FTBではこれまでマヤ文明、アステカ文明、エジプト文明等数々の古代文明の謎を解明してきたが、今回はインカ帝国調査委員会を立ち上げ、捏造ではない本物の謎の究明に立ち向かうため、ペルーへと旅立つことにしたのである。
2007年8月11日(土)
盆、暮れの繁忙期にはエコノミークラスが満席となるため必ずビジネスクラスにアップグレードしていただけるNH8便サンフランシスコ行きに乗り込むと追い風にうまく乗り切れないため1時間の遅れを出しながら午前11時にやっとのことで地元サンフランシスコに到着した。早速BARTでバ~とダウンタウンに滑り込むとその足でサンフランシスコ・ジャイアンツの本拠地であるAT&Tパークに向かった。
今回のMLB観戦のハイライトはスーパースター、バリー・ボンズの756号ホームランボールの争奪戦に勝利し、そのボールを福岡に持ち帰り王監督のサインをもらってe-Bayに出品し、高値で売り抜ける予定であったが、すでに兵どもが夢のあと状態だったため、何の変哲もない野球観戦に成り下がってしまっていた。桑田が桑わっ田ピッツバーグ・パイレーツとの試合は午後12時50分にプレーボールとなったのだが、私が見たかった出来事であるボンズのホームラン(758号)と桑田の登板はすでに昨日の出来事となってしまっており、今日はボンズは休養日で大量リードで勝利したパイレーツは桑田を出す機会がなく、唯一の見所は過去の遺物となった投手が捕手のサインを覗き込む時の「パイレーツだっちゅ~の」のポーズだけであった。
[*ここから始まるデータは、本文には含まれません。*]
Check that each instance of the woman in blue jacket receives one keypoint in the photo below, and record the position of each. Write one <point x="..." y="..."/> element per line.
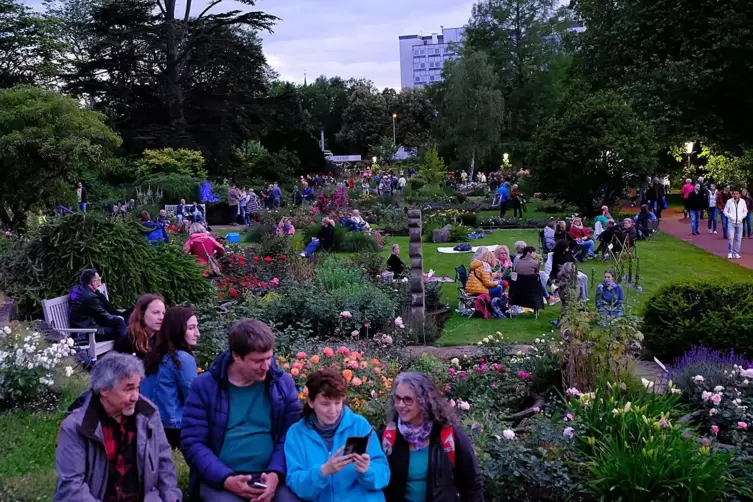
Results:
<point x="171" y="368"/>
<point x="609" y="297"/>
<point x="318" y="469"/>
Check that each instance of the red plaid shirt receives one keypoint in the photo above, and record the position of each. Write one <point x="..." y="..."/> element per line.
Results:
<point x="123" y="483"/>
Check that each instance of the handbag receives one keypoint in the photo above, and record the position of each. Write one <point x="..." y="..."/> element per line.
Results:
<point x="213" y="266"/>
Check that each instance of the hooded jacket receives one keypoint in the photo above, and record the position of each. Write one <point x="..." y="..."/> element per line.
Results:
<point x="306" y="452"/>
<point x="81" y="459"/>
<point x="206" y="413"/>
<point x="480" y="279"/>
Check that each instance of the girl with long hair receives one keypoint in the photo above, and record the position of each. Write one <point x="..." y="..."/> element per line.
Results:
<point x="170" y="368"/>
<point x="318" y="467"/>
<point x="143" y="326"/>
<point x="430" y="455"/>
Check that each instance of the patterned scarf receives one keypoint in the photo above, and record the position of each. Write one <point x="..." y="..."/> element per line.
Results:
<point x="416" y="435"/>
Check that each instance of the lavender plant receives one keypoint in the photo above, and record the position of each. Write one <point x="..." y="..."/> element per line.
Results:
<point x="714" y="365"/>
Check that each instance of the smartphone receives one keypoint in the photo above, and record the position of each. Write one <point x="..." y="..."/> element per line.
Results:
<point x="357" y="444"/>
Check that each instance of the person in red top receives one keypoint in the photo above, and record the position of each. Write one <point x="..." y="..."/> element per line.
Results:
<point x="202" y="245"/>
<point x="582" y="236"/>
<point x="687" y="189"/>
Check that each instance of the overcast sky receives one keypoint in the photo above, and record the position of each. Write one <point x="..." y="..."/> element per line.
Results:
<point x="349" y="38"/>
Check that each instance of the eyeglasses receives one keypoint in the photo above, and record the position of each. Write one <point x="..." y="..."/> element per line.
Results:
<point x="407" y="401"/>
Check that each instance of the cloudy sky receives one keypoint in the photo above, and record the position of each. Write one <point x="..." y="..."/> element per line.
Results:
<point x="349" y="38"/>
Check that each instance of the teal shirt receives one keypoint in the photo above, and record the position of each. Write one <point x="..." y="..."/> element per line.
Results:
<point x="248" y="441"/>
<point x="418" y="468"/>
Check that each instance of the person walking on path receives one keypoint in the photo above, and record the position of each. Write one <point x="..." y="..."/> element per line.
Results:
<point x="711" y="194"/>
<point x="736" y="211"/>
<point x="687" y="188"/>
<point x="695" y="203"/>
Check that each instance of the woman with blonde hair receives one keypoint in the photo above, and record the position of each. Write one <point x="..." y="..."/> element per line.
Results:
<point x="143" y="326"/>
<point x="480" y="280"/>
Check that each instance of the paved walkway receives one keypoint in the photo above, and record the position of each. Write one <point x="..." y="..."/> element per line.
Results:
<point x="675" y="225"/>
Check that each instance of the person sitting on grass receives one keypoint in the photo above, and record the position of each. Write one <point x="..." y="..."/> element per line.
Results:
<point x="394" y="263"/>
<point x="90" y="309"/>
<point x="325" y="239"/>
<point x="582" y="236"/>
<point x="319" y="468"/>
<point x="113" y="446"/>
<point x="609" y="297"/>
<point x="480" y="279"/>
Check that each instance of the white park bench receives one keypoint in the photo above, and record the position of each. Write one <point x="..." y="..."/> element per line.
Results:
<point x="170" y="208"/>
<point x="56" y="315"/>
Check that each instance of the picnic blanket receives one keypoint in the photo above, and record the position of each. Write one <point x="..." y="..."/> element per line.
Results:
<point x="473" y="250"/>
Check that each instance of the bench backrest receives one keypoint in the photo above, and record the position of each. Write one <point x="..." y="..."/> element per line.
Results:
<point x="55" y="311"/>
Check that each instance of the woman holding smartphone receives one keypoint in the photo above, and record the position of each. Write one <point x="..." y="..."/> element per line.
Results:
<point x="333" y="454"/>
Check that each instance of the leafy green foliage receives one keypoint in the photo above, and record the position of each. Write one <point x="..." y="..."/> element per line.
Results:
<point x="183" y="162"/>
<point x="592" y="151"/>
<point x="47" y="141"/>
<point x="48" y="265"/>
<point x="681" y="315"/>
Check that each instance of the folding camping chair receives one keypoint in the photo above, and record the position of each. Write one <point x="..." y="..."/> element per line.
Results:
<point x="466" y="302"/>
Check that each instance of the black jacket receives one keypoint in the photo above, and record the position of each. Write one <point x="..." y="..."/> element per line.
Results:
<point x="465" y="483"/>
<point x="326" y="237"/>
<point x="90" y="309"/>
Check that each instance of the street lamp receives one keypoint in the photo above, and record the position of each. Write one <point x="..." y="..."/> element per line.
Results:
<point x="394" y="116"/>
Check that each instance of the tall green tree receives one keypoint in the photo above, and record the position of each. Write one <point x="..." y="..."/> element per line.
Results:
<point x="685" y="64"/>
<point x="47" y="143"/>
<point x="470" y="119"/>
<point x="28" y="47"/>
<point x="592" y="151"/>
<point x="524" y="41"/>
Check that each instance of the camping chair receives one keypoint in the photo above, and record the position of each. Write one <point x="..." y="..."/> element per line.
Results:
<point x="653" y="230"/>
<point x="466" y="302"/>
<point x="525" y="291"/>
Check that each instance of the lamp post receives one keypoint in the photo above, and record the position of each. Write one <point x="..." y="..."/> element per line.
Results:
<point x="394" y="136"/>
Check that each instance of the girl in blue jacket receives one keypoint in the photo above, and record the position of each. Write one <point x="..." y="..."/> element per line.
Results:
<point x="318" y="469"/>
<point x="171" y="368"/>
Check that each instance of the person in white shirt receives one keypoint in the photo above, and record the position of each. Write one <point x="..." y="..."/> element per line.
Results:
<point x="736" y="210"/>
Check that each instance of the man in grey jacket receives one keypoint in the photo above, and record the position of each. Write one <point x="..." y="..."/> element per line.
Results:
<point x="113" y="447"/>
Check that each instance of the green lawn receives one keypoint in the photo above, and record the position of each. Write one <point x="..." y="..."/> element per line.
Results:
<point x="664" y="260"/>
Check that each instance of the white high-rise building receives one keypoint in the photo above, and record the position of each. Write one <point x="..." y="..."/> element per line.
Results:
<point x="422" y="57"/>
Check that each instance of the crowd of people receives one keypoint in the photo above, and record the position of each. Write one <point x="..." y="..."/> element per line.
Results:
<point x="733" y="206"/>
<point x="242" y="429"/>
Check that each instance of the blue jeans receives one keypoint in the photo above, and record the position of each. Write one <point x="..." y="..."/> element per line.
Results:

野球観戦終了後、次のフライトまでの空き時間を潰すべく、$5に値上されているケーブルカーには乗らずにその横を歩きながらダウンタウンの観光を実行することにした。夏休みの観光スポットはどこも家族連れで賑わっており、ケーブルカー乗り場には長蛇の列が出来ており、観光客は箱乗り状態でアップ・ダウンを楽しんでいた。
8月12日(日)
思わず相方のトシに「欧米か?」と突っ込まれそうになるタカ・ペルー航空が運航する午前1時20分発TA561便にチェックインする際に目的地は「南米か?」と聞かれたのでペルーのリマだと答えておいた。4時間以上のフライトで中米エル・サルバドルの首都サン・サルバドルに到着し、この空港で5時間近くを座り心地の悪い椅子の上で不貞寝をしてやり過ごし、さらに5時間以上のフライトでリマのホルへ・チャべス国際空港に到着したのは夕方の6時半過ぎであった。何故か手元にあったユーロを現地通貨であるソルに両替した後、本日の宿泊地であり、セントロに位置するシェラトンホテルまでの交通機関を探していると日本の三井物産が経営しているMITSU TAXIに捕まってしまったので仕方なく、相場より高いUS$27を支払って実車することにした。ホテルまでの道すがら、私を上客だと判定した運転手から巧みな営業を仕掛けられ、今後空港までの行き来に関してはすべてMITSU TAXIをチャーターすることになってしまった。
8月13日(月)
STAR WOODSのポイントが余っていたため、マサであればUS$100以上かかるところを私はただで宿泊することが出来たシェラトンホテルをチェックアウトすると、早朝7時に迎えに来たMITSU TAXIに乗り込み、昨日着いたばかりの空港に舞い戻った。リマ ⇔ クスコ間のフライトは多くの航空会社が参入し、競争が激しくなっているのだが、その中の代表的なエアーラインであるアエロ・コンドルを選択しようとしたところ「混ンドル!」と拒否されるのを恐れてWEBから容易に予約の出来たSTAR PERUの1117便に搭乗し、午前9時15分にリマをコンドルのように飛び立った。上空から下界を見下ろすと茶色い不毛の大地が果てしなく広がっており、起伏に富んだアンデスの遠景を鳥瞰することに成功した。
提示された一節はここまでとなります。